Architecture
This page provides a complete mental model of the AI Gateway system: how requests flow from client agents through the infrastructure, how modules are organized, and why key design decisions were made.
High-Level System Architecture
Section titled “High-Level System Architecture”The gateway sits between AI coding agents and LLM model providers, handling authentication, routing, and observability.
flowchart LR
subgraph Clients
A1[Claude Code]
A2[OpenCode]
A3[Goose / Continue /<br>LangChain / Codex]
end
subgraph AWS Cloud
subgraph Public Subnets
WAF[WAF v2<br>Rate Limiting +<br>AWS Managed Rules]

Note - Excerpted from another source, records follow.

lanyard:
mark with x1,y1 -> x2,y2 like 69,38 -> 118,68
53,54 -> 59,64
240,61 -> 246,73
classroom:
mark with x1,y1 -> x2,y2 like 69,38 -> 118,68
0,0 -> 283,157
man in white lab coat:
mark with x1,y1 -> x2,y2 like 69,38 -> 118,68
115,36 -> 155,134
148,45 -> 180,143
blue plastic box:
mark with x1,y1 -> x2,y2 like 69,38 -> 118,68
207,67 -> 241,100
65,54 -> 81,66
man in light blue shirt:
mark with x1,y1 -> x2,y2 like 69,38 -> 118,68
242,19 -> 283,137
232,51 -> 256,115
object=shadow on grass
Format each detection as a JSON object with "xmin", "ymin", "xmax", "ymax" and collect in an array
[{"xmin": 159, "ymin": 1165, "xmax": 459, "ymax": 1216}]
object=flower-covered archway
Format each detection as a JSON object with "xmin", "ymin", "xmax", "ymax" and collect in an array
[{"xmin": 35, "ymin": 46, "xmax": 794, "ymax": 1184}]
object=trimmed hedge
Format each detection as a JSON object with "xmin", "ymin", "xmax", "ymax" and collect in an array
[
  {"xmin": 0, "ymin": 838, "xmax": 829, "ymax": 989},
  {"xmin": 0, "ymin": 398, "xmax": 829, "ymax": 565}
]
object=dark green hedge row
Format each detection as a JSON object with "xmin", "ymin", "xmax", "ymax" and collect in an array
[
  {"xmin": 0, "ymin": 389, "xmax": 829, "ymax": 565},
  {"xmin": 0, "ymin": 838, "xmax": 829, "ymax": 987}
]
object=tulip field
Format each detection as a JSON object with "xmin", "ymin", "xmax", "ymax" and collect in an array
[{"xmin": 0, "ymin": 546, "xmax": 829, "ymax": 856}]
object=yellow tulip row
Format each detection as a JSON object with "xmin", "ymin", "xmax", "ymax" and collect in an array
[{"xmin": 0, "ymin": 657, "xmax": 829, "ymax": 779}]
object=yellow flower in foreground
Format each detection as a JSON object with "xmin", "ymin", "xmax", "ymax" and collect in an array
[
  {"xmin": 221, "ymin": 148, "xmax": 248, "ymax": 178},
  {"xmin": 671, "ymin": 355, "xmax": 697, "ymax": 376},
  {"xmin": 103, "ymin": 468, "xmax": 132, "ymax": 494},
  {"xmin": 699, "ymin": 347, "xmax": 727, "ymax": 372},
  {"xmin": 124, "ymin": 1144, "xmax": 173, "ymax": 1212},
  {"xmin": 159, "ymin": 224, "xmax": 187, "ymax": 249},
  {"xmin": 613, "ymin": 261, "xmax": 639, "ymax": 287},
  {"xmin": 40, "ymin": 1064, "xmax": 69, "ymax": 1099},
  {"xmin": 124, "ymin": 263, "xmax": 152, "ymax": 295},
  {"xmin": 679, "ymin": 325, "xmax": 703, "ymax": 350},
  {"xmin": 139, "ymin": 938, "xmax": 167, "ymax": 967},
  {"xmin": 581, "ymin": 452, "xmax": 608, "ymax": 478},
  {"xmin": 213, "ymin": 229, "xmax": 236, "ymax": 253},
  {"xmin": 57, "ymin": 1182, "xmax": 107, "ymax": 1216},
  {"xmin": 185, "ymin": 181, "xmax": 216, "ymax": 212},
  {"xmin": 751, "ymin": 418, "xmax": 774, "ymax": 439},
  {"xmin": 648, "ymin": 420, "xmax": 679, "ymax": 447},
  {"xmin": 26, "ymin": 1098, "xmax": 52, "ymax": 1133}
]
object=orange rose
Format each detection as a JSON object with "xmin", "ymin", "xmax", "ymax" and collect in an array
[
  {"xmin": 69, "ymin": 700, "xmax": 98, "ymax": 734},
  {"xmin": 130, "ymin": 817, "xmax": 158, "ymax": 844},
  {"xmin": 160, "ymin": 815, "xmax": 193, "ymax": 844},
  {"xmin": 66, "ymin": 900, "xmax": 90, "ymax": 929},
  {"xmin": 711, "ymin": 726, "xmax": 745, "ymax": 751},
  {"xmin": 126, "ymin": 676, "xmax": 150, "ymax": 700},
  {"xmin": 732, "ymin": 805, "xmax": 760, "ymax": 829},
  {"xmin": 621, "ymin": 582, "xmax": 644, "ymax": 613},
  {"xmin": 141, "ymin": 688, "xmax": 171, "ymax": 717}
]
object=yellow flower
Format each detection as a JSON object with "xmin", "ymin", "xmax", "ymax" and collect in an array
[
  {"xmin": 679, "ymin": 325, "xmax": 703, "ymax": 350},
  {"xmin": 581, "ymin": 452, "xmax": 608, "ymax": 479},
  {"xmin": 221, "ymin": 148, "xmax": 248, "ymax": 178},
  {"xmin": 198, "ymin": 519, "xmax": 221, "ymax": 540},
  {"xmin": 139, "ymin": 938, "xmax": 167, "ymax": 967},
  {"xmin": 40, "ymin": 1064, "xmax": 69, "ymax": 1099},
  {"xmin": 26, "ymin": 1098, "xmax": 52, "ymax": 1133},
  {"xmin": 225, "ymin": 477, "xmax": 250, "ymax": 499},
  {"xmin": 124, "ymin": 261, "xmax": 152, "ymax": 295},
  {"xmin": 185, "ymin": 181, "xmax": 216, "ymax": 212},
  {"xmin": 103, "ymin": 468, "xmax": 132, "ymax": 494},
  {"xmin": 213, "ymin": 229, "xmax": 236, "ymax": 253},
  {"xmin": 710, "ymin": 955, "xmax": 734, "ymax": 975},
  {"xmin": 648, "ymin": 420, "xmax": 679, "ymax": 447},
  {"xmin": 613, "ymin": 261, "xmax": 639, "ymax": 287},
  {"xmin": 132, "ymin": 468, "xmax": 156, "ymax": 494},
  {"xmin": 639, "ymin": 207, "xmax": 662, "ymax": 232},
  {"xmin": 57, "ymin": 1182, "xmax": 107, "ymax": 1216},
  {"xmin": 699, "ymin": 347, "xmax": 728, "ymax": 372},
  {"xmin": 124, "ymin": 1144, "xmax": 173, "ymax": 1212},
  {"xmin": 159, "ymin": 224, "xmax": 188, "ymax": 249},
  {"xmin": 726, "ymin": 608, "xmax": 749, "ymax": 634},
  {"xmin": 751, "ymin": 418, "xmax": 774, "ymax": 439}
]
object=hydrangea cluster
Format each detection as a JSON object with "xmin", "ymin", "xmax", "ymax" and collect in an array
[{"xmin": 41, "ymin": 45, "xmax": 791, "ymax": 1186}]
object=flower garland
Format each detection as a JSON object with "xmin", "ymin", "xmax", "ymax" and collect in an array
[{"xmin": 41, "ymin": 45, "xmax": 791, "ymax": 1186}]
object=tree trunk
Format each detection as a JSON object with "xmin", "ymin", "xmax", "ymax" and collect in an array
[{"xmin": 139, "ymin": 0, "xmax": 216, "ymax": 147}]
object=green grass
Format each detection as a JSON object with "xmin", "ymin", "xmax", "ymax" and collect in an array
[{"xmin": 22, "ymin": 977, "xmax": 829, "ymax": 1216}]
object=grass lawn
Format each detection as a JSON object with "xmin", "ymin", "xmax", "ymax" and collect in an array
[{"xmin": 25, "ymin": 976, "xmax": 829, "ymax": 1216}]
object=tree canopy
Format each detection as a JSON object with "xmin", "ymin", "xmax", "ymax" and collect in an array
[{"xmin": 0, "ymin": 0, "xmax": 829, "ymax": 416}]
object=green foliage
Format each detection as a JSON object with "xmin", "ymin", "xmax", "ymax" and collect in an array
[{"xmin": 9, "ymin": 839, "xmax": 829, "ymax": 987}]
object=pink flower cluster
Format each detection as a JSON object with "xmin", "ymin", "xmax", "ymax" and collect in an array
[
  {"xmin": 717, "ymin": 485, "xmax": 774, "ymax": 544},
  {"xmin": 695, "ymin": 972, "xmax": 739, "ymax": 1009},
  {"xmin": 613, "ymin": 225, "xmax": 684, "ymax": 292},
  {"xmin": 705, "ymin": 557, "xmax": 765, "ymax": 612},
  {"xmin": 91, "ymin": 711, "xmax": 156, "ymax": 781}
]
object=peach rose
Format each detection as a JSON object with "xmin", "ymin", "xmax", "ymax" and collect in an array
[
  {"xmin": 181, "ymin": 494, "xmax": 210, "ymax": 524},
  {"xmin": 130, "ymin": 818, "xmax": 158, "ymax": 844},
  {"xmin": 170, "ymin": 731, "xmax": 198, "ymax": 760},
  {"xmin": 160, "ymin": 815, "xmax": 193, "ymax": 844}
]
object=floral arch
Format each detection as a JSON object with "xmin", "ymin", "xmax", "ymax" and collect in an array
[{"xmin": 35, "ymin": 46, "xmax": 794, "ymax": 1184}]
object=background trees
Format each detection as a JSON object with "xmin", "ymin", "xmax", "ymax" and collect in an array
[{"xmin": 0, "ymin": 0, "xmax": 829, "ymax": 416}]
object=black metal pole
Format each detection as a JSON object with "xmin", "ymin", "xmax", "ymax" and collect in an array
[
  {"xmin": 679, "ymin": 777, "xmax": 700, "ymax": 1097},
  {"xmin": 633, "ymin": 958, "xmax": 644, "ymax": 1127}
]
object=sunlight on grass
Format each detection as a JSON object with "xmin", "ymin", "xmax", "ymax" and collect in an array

ALB[ALB<br>TLS 1.3 +<br>JWT Validation]
end
subgraph Private Subnets
GW[agentgateway<br>Port 8787]
OTEL[OTel Sidecar<br>Collector]
end
COG[Cognito<br>M2M Token Issuer]
ECR[ECR<br>Container Registry]
SM[Secrets Manager<br>Provider API Keys]
CW[CloudWatch<br>Logs + Metrics]
XRAY[X-Ray<br>Traces]
KMS[KMS<br>Log Encryption]
end
subgraph Providers
BED[AWS Bedrock]
OAI[OpenAI]
ANT[Anthropic]
GOO[Google Vertex AI]
AZR[Azure OpenAI]
end
A1 -->|/v1/messages| ALB
A2 -->|/v1/chat/completions| ALB
A3 -->|/v1/chat/completions| ALB
WAF --- ALB
ALB -->|JWT valid| GW
COG -.->|JWKS| ALB
ECR -.->|Image pull| GW
SM -.->|API keys| GW
GW --- OTEL
OTEL --> CW
OTEL --> XRAY
KMS -.->|Encryption| CW
GW --> BED
GW --> OAI
GW --> ANT
GW --> GOO
GW --> AZR
Two-Plane Architecture
Section titled “Two-Plane Architecture”The gateway splits traffic into two planes (ADR-014):
| Plane | Transport | Auth | Endpoints | Traffic Pattern |
|---|---|---|---|---|
| Inference | ALB | ALB-native JWT | /v1/chat/completions, /v1/messages | High-volume, latency-sensitive |
| Admin | API Gateway REST API | Cognito Authorizer | /teams, /budgets, /routing, /pricing (plus the /usage self-service API) | Low-volume, correctness-sensitive |
The ALB handles inference requests with zero per-request cost. Admin APIs run behind API Gateway with a shared Cognito authorizer, which eliminates per-handler JWT validation code and provides built-in throttling, access logging, and CloudWatch metrics.
flowchart LR
subgraph Clients
Agent[AI Agent]
Admin[Admin / Operator]
end
subgraph Inference Plane
ALB[ALB<br>JWT Validation]
GW[agentgateway]
end
subgraph Admin Plane
APIGW[API Gateway<br>Cognito Auth]
L1[teams Lambda]
L2[budgets Lambda]
L3[routing Lambda]
L4[pricing Lambda]
L5[usage Lambda]
end
Agent -->|/v1/messages| ALB --> GW
Admin -->|/teams, /budgets, ...| APIGW
APIGW --> L1
APIGW --> L2
APIGW --> L3
APIGW --> L4
APIGW --> L5
Data Plane (Inference Path)
Section titled “Data Plane (Inference Path)”The data plane handles high-volume, latency-sensitive LLM API requests. Every request from an AI coding agent flows through this path.
Core components:
| Component | AWS Service | Purpose |
|---|---|---|
| WAF v2 | AWS WAF | Rate limiting (2,000 req/5 min per IP), AWS Managed Rules (common exploits, IP reputation) |
| ALB | Application Load Balancer | TLS 1.3 termination, JWT validation via validate_token action, zero per-request cost |
| agentgateway | ECS Fargate (port 8787) | LLM request proxy — routes to providers via the rendered config (priority-group failover, Bedrock primary → Anthropic fallback). No x-portkey-* headers; provider selection lives in the config + model aliases. |
| OTel Sidecar | ECS Fargate (sidecar) | Collects traces and metrics, ships to CloudWatch and X-Ray |
The gateway reads a YAML config delivered inline via -c, rendered from compute/agentgateway-config.yaml.tftpl. Provider routing is expressed as ai.groups priority-group failover; model substitution uses modelAliases.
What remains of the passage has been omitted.